Sure, I'll had her now. We'll send you a small write-up about the state of the codebase and how to run the current pipeline next week (once my student is back from the current CSHL meeting with all of the cool kids ;P).

schelhorn commented 7 years ago

Sweet!

roryk commented 7 years ago

Hi Rob,

Could I get in on this? We have a couple projects needing to call fusions on a large amount of samples, and it would be great to have something speedy to iterate on.

schelhorn commented 7 years ago

FYI, I also asked in the kallisto project: https://github.com/pachterlab/kallisto/issues/122

tetianakh commented 7 years ago

Hi @rob-p, I haven't received an invitation to the private repo. Could you please invite me? Thanks!

rob-p commented 7 years ago

Hi @tetianakh, I've re-sent the invitation. If you don't get it, please send me an e-mail, and I'll reply with the link to join directly.
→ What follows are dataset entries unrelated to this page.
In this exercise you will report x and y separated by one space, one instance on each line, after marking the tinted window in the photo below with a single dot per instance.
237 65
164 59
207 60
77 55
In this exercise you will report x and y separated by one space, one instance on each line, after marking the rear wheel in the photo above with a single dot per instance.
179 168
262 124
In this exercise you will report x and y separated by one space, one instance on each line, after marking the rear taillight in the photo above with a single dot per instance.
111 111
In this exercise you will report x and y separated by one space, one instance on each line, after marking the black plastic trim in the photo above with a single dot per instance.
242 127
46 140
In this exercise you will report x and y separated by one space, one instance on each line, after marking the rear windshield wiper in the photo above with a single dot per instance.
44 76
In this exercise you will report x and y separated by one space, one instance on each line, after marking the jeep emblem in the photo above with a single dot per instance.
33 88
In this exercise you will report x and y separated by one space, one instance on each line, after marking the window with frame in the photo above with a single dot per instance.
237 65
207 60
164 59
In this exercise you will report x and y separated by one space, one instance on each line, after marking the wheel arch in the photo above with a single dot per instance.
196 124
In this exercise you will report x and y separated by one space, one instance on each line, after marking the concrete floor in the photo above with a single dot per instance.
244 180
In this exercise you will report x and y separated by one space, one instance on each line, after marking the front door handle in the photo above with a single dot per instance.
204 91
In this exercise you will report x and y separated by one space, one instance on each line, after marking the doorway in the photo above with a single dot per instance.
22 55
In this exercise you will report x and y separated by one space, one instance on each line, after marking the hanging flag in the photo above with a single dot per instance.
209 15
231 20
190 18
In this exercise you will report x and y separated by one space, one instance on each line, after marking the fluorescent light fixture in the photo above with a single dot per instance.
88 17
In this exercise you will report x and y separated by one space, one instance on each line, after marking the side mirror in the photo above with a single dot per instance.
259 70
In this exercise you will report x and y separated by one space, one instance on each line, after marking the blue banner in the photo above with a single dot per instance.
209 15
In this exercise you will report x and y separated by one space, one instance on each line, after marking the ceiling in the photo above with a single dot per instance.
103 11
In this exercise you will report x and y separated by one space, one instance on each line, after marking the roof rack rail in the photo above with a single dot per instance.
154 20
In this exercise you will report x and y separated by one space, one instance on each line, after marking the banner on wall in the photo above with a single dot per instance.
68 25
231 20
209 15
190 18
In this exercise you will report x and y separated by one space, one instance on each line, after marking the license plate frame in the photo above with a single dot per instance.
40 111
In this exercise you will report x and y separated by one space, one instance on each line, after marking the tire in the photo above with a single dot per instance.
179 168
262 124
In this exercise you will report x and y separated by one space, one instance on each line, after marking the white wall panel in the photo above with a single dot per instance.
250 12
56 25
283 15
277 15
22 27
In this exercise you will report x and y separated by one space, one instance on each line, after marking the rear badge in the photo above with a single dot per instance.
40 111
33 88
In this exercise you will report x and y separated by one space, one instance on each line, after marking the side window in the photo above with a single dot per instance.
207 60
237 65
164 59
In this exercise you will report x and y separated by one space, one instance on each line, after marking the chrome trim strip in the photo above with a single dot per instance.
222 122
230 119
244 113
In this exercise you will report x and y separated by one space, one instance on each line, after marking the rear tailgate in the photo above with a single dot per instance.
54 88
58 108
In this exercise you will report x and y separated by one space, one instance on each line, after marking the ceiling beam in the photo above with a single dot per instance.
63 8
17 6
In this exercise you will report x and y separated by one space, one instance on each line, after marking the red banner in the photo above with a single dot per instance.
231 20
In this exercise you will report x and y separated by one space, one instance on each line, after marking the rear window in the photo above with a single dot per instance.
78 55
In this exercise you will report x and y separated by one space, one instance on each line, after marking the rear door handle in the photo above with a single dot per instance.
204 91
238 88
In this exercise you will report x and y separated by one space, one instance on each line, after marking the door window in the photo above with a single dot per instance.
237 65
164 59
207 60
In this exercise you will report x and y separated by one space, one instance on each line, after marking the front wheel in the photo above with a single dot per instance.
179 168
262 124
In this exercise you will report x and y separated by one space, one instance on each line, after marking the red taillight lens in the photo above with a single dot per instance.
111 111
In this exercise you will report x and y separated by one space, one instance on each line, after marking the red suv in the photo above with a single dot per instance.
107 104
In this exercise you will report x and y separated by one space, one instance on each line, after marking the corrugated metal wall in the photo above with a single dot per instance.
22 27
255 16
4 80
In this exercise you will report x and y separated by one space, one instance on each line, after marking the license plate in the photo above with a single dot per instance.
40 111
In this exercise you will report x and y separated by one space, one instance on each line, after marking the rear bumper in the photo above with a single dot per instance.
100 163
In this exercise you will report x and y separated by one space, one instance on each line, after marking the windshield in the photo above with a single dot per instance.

tetianakh commented 7 years ago

Thanks, I've received it now.

rob-p commented 7 years ago

Great :). I'll have @hiraksarkar write up a brief overview of the current state of the codebase (including which branch contains the latest stuff) this week. We can either share that information in the issues over at that repo, or we can e-mail you the write-up @schelhorn, @tetianakh and @roryk. Let me know if one method is preferable to the other.

schelhorn commented 7 years ago

Great; directly in the repo is preferred.

kellrott commented 7 years ago

This sounds cool. Have you looked at submitting your method for the DREAM RNA-Seq analysis challenge ( https://synapse.org/SMC_RNA ) ?

nellore commented 7 years ago

And any status updates? I'd be interested to test drive a quasi-mapping-based fusion caller!

schelhorn commented 7 years ago

One fast way using pseudo-alignments should be Kallisto+[Manta|Pizzly], but I haven't tried that myself. We decided to go with full transcriptome alignments instead and integrated EricScript into bcbio. We'd still be interested in something more modern, though.

rob-p commented 7 years ago

If one has a downstream fusion pipeline that uses transcriptome mapping, you can already get those from the -z= option for a while. The real challenge is how to properly control the false positive rate. That's the main thing special purpose downstream software must solve.

nellore commented 7 years ago

Thanks for the tips; I'll experiment.

erprateek commented 5 years ago

Hi @rob-p, We are working towards creating fusion calling pipeline based on Salmon/Pizzly. It would be helpful to see the current state of the repository and try to replicate some of the experiments we have done with it. We seem to be hitting good specificity but lagging a bit short on sensitivity. Thanks, Prateek

taylorreiter commented 2 years ago

Hello @rob-p! I was wondering if there have been any updates on the fusion/detection of spanning reads problem. I'm about to embark on a project to process many bacterial transcriptomes from many different genomes/species and plan to use salmon. I would love to be able to detect polycistronic transcripts through the identification of spanning reads.